‘Co-operation’ was once a word held close to the hearts of co-operatives to show how the sector’s business practices are different.
But now, many different forms of businesses are using the word. Those that are not quite co-ops are understanding the act of co-operation between like-minded organisations, whether it is a community interest company or community benefit society.
A healthcare partnership launched last month in Lincolnshire shows that businesses for the public benefit can take co-operation one step further. Even though the NHS does inter-cooperate with other services, this group of services (a ‘bencom’, CIC and foundation trust) are working together at a radical level.
As co-operatives do, these organisations are working together for their stakeholders and have recognised they are serving a common purpose – thus there is no conflict and a perfect reason for all to co-exist.
But, it doesn’t always work, as a totally separate healthcare scheme in the US has shown. The so-called consumer operated and oriented plans – or CO-OPs – were hailed as a solution to overpriced healthcare.
The movement, which almost sprung up overnight, has seen 12 of the 23 schemes closed down due to governance issues and regulatory obstacles. So it’s important that regulation is on our side and allows new forms of radical co-operation, whatever the business model.
Co-operation between businesses is also strong in Scotland, where Co-operative Development Scotland is pushing consortia. It has recently launched its annual £10,000 collaboration prize, and there are many examples of success.
A consortium co-operative is an umbrella organisation that unites many different types of businesses – and none of the individual businesses needs to be a co-op. Its aim is to help businesses grow and provide access to new markets or to pool knowledge/resources.
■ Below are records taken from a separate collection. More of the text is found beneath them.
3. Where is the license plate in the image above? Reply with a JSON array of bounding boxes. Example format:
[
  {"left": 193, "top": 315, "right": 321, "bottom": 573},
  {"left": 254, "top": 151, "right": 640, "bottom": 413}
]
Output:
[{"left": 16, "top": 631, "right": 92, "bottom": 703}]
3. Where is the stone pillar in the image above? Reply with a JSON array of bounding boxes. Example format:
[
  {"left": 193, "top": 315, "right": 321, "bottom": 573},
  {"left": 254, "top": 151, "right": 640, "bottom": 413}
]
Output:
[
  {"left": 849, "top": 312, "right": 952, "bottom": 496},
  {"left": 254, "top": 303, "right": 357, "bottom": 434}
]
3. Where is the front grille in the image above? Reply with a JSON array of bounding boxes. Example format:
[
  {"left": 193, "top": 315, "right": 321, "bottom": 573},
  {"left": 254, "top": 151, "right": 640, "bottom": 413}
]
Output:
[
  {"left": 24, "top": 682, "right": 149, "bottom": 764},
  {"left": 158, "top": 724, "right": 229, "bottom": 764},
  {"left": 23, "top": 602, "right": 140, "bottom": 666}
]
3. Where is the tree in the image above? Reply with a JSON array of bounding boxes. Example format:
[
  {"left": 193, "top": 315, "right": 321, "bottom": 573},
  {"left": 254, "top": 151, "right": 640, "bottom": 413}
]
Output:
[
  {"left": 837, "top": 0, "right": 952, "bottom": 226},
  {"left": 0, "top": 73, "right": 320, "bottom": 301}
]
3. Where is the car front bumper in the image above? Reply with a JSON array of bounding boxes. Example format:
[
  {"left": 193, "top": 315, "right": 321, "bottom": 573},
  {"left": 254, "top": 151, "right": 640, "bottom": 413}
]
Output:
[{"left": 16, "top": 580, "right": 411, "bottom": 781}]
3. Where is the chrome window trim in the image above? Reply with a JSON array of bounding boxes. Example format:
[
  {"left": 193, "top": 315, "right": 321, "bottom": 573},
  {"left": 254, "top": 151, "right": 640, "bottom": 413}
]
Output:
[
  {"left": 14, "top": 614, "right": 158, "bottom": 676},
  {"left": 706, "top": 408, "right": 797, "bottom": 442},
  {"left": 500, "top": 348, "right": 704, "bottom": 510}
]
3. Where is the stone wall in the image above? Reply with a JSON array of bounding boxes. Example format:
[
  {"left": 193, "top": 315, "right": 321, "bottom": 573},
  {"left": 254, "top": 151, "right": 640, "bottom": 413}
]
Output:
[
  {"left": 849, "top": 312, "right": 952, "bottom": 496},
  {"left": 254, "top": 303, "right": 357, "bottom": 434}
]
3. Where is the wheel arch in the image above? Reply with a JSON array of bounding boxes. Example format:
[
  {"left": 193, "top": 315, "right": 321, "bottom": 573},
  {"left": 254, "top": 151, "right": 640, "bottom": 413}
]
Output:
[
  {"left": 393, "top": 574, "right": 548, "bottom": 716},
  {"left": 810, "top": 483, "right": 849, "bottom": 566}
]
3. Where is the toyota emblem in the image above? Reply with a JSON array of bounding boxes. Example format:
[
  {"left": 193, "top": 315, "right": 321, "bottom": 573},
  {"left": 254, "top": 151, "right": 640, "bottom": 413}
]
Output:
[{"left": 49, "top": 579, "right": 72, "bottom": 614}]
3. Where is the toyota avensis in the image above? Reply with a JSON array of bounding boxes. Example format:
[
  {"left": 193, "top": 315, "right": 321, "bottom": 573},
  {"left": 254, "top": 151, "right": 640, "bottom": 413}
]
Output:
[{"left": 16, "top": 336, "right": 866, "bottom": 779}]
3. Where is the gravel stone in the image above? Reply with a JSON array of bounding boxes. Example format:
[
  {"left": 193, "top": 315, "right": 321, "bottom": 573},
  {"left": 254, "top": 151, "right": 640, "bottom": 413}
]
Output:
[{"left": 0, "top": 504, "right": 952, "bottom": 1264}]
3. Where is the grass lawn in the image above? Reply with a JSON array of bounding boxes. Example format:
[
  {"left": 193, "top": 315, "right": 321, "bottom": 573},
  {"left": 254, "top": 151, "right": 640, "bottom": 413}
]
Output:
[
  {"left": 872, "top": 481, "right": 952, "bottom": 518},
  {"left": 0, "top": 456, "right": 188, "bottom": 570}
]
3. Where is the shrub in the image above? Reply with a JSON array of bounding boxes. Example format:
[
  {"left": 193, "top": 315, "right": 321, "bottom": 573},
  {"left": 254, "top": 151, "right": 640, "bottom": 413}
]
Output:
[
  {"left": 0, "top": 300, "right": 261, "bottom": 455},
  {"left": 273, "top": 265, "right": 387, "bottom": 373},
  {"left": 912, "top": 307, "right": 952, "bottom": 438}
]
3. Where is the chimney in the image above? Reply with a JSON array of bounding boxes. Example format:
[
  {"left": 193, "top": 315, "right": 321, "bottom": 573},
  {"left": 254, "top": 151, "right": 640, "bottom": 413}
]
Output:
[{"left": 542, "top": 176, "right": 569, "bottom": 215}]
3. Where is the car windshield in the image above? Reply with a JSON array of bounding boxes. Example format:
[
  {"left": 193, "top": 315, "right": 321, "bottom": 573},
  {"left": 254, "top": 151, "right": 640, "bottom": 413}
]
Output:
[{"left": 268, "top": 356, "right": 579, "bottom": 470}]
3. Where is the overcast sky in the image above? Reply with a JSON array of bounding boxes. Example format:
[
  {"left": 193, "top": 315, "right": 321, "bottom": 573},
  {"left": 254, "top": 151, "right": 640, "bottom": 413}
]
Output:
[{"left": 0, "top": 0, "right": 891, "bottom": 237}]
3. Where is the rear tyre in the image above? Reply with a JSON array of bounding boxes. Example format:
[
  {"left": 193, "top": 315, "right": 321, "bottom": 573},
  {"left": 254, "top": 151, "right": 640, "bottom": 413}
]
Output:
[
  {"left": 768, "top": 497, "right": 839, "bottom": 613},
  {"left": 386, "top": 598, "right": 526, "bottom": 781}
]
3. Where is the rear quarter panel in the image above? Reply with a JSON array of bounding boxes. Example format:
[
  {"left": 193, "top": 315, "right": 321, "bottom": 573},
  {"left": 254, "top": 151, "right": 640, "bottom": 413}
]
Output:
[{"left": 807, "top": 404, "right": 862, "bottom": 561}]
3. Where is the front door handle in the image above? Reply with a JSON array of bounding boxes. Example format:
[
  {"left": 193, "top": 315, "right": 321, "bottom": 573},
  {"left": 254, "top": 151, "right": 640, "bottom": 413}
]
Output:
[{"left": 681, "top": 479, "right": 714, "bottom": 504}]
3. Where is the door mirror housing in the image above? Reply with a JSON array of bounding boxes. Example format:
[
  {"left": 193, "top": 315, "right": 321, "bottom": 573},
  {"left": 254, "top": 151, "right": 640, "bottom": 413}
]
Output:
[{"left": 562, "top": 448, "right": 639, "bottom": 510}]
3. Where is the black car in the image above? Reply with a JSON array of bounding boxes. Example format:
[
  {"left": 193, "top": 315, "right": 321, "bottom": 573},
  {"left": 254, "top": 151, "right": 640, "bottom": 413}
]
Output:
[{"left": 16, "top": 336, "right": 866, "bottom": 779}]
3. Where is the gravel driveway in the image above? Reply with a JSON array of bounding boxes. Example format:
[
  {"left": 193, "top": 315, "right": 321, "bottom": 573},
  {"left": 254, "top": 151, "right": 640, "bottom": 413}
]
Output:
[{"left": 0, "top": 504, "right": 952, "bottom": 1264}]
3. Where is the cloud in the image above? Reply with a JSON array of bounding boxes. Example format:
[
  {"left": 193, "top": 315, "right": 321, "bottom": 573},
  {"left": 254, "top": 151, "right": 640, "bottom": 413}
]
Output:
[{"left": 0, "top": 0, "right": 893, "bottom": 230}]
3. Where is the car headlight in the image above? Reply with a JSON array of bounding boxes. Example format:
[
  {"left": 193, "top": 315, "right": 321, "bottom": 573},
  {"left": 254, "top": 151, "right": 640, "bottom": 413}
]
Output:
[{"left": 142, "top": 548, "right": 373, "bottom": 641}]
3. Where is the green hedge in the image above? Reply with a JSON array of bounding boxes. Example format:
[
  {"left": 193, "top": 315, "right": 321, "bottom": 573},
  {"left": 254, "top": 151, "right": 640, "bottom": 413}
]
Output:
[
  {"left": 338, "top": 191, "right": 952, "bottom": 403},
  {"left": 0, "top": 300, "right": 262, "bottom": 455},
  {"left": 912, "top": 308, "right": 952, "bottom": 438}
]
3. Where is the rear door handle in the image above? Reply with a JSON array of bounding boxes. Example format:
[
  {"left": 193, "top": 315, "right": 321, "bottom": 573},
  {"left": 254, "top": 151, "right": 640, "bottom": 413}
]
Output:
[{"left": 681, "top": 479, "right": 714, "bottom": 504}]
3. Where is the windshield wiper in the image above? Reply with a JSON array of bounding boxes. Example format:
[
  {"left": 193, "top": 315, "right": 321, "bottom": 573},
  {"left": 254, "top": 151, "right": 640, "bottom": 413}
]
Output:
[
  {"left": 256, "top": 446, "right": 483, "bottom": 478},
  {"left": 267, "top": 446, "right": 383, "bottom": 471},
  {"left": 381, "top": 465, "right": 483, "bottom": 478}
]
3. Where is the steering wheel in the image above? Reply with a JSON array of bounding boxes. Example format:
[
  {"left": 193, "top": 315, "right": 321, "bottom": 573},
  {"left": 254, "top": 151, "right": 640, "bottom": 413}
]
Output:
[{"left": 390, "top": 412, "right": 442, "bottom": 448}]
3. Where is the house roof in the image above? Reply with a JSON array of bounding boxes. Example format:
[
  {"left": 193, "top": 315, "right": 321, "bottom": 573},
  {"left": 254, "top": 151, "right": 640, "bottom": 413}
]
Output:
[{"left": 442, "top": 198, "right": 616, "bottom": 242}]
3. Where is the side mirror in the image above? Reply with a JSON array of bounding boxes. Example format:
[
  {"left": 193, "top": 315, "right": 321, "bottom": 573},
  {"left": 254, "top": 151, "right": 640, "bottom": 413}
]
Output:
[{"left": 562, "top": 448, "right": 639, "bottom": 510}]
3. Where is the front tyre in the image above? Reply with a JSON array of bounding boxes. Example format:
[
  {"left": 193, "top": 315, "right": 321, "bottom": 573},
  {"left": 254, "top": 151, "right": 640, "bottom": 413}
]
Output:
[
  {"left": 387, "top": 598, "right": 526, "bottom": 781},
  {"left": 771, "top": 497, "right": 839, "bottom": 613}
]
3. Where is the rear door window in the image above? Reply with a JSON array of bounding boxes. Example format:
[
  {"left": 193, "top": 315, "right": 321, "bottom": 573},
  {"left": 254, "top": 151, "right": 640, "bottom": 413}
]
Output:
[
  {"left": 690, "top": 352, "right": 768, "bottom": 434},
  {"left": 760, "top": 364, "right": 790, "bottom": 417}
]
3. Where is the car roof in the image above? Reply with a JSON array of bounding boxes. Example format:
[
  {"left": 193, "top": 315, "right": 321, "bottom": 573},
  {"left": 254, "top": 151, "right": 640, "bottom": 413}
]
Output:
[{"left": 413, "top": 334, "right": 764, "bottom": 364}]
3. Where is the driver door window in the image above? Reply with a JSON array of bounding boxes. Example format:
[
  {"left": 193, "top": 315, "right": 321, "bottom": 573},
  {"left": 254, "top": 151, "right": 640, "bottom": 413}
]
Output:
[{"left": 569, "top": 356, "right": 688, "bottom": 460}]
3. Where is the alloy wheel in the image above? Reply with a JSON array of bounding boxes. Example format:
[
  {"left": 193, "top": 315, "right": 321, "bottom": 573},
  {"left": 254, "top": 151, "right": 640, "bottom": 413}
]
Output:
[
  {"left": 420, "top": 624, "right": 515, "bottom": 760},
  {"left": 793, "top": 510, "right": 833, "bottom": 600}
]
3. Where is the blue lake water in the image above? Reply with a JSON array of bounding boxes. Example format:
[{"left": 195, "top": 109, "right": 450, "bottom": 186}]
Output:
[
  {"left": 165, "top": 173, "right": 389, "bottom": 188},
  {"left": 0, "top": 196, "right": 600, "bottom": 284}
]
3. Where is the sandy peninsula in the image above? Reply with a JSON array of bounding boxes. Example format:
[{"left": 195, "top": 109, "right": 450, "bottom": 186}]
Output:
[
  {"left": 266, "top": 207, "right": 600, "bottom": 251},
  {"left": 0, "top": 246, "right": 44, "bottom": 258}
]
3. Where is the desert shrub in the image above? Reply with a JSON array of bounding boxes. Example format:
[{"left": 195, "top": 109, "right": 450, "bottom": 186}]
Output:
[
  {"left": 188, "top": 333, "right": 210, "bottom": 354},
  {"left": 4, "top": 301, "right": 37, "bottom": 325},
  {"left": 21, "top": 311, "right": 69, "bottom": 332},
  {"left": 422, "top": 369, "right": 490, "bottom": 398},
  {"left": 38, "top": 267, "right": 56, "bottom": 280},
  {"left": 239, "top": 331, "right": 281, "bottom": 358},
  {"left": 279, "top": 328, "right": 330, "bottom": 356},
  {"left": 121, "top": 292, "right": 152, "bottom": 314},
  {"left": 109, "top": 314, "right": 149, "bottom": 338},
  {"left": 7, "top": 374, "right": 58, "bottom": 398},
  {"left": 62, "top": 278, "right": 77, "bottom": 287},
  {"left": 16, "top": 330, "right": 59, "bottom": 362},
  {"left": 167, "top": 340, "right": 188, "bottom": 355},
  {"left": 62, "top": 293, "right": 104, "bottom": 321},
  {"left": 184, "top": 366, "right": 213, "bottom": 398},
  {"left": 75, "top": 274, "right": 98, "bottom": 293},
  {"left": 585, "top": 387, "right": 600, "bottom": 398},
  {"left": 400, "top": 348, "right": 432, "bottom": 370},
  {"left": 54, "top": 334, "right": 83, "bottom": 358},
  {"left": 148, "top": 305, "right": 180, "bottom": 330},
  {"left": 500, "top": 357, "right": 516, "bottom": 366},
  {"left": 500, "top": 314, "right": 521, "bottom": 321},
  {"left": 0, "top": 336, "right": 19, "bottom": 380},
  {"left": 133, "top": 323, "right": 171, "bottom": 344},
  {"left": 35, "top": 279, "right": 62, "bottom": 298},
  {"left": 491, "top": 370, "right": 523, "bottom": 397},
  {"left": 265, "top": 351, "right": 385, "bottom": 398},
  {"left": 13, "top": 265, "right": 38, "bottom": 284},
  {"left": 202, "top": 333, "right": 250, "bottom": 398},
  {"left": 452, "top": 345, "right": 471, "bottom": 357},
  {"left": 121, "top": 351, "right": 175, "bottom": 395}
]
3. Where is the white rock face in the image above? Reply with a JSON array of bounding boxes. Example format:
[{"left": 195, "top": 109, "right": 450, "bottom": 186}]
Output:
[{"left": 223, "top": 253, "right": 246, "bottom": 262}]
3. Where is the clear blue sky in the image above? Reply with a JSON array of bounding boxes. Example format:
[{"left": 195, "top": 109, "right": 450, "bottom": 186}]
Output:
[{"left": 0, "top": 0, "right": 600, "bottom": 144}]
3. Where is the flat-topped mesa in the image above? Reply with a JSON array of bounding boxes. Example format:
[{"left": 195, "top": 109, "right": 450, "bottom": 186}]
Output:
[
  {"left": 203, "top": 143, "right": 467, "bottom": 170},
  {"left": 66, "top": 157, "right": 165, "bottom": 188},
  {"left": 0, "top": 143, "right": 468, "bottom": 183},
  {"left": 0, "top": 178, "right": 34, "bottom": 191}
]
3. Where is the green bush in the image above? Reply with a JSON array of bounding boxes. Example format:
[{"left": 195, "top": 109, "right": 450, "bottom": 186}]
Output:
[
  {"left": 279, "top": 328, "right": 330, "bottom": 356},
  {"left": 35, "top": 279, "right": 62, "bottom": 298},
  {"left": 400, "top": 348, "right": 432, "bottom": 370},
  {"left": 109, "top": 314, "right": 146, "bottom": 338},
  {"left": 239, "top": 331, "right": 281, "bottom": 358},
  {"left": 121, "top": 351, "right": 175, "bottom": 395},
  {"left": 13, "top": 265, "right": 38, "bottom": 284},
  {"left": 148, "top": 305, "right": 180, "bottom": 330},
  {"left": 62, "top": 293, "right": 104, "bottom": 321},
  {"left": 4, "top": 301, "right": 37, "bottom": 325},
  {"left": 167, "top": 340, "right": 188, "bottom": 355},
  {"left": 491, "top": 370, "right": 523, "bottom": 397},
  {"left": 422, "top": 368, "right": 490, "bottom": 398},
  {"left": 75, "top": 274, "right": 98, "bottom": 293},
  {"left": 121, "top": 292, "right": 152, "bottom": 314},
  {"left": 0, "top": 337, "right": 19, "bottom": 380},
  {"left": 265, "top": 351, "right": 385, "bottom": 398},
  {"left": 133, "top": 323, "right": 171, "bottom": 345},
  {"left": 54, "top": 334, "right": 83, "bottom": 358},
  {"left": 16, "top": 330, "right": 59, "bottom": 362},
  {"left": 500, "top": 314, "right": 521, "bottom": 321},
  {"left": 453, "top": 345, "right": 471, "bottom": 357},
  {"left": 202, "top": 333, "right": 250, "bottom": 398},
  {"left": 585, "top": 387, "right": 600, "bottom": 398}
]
So it’s not just a buying group – they can also be involved in selling or marketing too. Some great examples include Screen Facilities Scotland which brings together film and television companies to be a much stronger voice when pitching for contracts, and the Breadalbane Tourism Co-operative where 10 businesses came together to improve transport and to highlight local food and drink establishments.
Both people and organisations coming together and taking action to further solidify their values is what co-operatives are all about. It’s simple: working together is good for business.